In response to alarming statistics such as these, an international task force on open water drowning prevention - 18 drowning prevention experts from 12 countries - established guidelines for families and individuals recreating at any open water site.

"Water safety must be addressed with all families. Open water is a high risk area for drowning and we must remain vigilant in providing education and creating awareness of this ongoing issue," says Linda Quan, MD, task force co-chair and emergency medicine physician at Seattle Children's Hospital. "Areas of the country with rivers, beaches or lakes are especially vulnerable, but children can drown in just a few inches of water so everyone needs this information." The guidelines emphasize swimming and water safety survival skills for everyone and provide strategies for those who are responsible for children or other persons while recreating in open water.

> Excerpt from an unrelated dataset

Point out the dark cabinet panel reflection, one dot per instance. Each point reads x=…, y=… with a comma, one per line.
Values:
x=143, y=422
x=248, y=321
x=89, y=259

"Families and individuals immigrate or travel internationally. We wanted to create a list of guidelines useful for both groups to use whenever they are around open water," says Kevin Moran, PhD, task force co-chair, faculty member at the University of Auckland. The task force recommends keeping yourself and others safe by following these guidelines:

8 Ways to Keep Yourself Safe

Learn swimming and water safety survival skills.

Always swim with others.

Obey all safety signs and warning flags.

Never go in the water after drinking alcohol.

Know how and when to use a life jacket.

Swim in areas with lifeguards.

Know the water and weather conditions before getting in the water.

Always enter shallow and unknown water feet first.

Keep Children and Others Safe

Help and encourage others, especially children, to learn swimming and water safety

survival skills.

Swim in areas with lifeguards.

Set water safety rules.

Always provide close and constant attention to children you are supervising in or near water.

Know how and when to use life jackets, especially with children and weak swimmers.

Learn first aid and CPR.

Learn safe ways of rescuing others without putting yourself in danger.

Obey all safety signs and warning flags.